## The Importance of the Normal Distribution

The normal (or Gaussian) distribution is arguably the most important and widely used probability distribution in the field of statistics. First studied in the early 18th century by Abraham de Moivre, a French mathematician (though later explored further by Karl Friedrich Gauss, hence the name), the distribution is so prevalent in probability theory due to its unique statistical properties which lead to it featuring heavily in many natural contexts.
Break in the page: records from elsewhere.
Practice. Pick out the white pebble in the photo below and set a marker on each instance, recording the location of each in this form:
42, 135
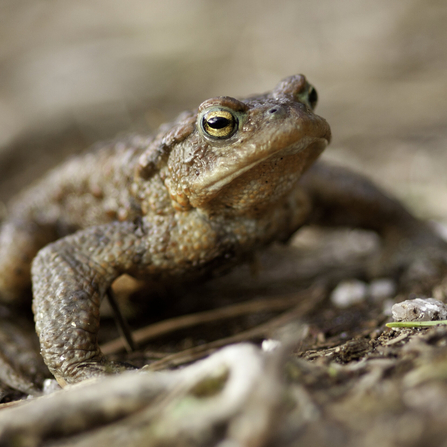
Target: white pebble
419, 309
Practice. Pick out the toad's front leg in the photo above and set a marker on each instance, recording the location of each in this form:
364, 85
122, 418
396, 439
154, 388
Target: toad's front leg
70, 277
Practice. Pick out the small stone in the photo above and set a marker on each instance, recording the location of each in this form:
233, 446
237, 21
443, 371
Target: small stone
419, 309
270, 345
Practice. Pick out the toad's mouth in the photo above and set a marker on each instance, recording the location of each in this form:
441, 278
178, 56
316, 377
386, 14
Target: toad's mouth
228, 170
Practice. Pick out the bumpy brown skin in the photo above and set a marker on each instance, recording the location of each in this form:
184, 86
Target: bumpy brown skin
178, 205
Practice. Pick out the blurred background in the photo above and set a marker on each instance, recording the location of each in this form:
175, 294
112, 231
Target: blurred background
73, 73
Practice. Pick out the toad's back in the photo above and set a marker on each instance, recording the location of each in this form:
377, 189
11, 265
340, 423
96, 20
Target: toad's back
206, 190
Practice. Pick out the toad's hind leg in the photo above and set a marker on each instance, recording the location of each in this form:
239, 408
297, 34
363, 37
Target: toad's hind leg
20, 240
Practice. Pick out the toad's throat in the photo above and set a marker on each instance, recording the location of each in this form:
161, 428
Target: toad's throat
232, 170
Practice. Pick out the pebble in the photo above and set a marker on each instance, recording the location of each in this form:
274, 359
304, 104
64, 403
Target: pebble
419, 309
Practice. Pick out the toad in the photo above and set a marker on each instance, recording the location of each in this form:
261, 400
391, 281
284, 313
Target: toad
202, 194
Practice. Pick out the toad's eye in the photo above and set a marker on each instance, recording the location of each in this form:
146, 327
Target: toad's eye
313, 97
219, 124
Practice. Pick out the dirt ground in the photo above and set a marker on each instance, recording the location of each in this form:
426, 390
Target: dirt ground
73, 74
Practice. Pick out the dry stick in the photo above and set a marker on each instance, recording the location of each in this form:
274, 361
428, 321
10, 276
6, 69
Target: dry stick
154, 330
192, 354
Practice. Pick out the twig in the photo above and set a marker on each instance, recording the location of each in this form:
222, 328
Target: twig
192, 354
417, 323
155, 330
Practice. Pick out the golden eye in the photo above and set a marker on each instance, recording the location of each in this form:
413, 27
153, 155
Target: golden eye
313, 97
219, 124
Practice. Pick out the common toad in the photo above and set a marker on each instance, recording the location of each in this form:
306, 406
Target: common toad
200, 195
One of the most important properties of the normal distribution is the central limit theorem. This states that if you take any sequence of independent, identically distributed random variables, calculate their partial sums and scale these so they are centred around zero and have unit variance, then the resulting random variable will have a distribution that is approximately normal. For example, if you were to flip a coin again and again until boredom forced you to stop, the resulting number of heads obtained (after appropriate scaling) would have an approximately normal distribution. Other examples of real life scenarios in which the normal distribution appears either approximately or exactly are:

- The distribution of heights and weights
- The time it takes to travel to work
- The volatility of stocks
- The position of a diffusing particle relative to its starting point

Since the normal distribution is so common in our statistical work and nature itself, it makes sense that we would want a method of generating our own normally distributed random variables. This is exactly what this series of blog posts is about.
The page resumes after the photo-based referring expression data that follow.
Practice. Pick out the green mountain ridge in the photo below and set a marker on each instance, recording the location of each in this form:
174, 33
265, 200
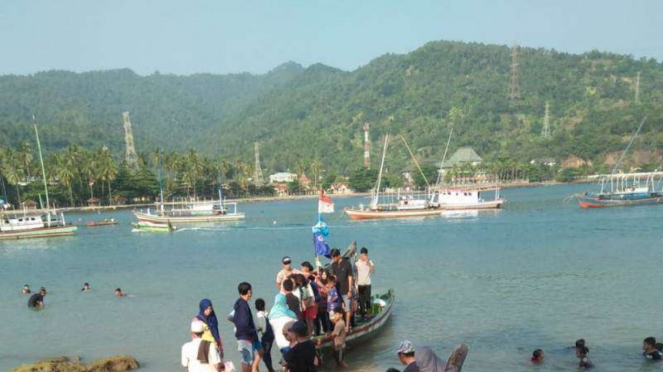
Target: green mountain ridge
316, 113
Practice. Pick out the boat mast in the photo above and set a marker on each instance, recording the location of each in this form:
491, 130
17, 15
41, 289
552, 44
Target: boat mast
160, 184
444, 157
374, 203
43, 173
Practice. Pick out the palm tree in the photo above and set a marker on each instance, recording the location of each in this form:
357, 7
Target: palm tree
107, 169
25, 157
316, 167
10, 169
88, 169
64, 172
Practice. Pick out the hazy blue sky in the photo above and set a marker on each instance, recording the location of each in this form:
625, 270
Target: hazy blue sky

## Generating Normal Random Variables

Anyone familiar with R may be wondering why this is a topic even worth discussing. After all, calling the built-in `rnorm()`

function will give you as many normal random variables as you could possibly need with no effort required. And that is true; but how exactly does `rnorm()`

give you these values?

As smart as your computer may be, it turns out that it does not have a way to directly generate normal random variables. In fact, all it can do is generate standard uniform variables - that is picking a number randomly from the interval `(0,1)`

. Even then, technically, this is not a random process, rather pseudo-random - the algorithms designed to do this, however, are good enough that we’ll consider them random. It is then the job of cleverly designed statistical algorithms to take these standard uniform random variables and mutate them into the normal random variables that we require. This is exactly what `rnorm()`

does, and by the end of this post you’ll understand roughly how.
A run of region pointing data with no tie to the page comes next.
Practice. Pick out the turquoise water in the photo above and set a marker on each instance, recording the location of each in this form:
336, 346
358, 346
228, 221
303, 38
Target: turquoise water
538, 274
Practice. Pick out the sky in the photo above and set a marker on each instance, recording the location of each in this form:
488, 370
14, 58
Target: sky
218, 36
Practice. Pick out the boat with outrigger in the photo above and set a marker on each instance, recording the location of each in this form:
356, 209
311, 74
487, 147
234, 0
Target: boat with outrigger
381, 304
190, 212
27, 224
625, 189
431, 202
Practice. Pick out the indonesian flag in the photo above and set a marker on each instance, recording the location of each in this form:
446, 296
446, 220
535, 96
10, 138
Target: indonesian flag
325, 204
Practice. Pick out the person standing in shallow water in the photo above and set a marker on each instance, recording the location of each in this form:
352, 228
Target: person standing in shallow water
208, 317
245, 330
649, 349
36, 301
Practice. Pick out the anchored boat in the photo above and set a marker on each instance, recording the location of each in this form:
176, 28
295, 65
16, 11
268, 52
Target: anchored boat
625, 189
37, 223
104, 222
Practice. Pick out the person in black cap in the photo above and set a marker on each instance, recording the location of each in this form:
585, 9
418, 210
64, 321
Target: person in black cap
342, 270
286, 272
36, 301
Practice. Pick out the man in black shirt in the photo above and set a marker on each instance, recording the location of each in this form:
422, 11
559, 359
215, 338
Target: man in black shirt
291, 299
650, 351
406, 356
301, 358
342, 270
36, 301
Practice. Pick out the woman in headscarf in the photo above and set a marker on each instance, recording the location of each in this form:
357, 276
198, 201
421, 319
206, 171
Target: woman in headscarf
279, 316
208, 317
Before we begin generating random variables which follow the normal distribution, it is worth noting that really there is no such thing as *the* normal distribution. In fact there are infinitely many such distributions (as shown above). Each of these is categorised uniquely by their mean and variance. However, due to another useful property of the normal distribution, if we wish to generate any normal random variable, the only difficult part is first calculating a *standard* normal random variable - that is, belonging to a normal distribution with mean zero and unit variance. Once we have this, we can use the property that if $Z$ is a normal random variable, then $X = \sigma Z + \mu$ is a normal random variable with mean $\mu$ and variance $\sigma^2$.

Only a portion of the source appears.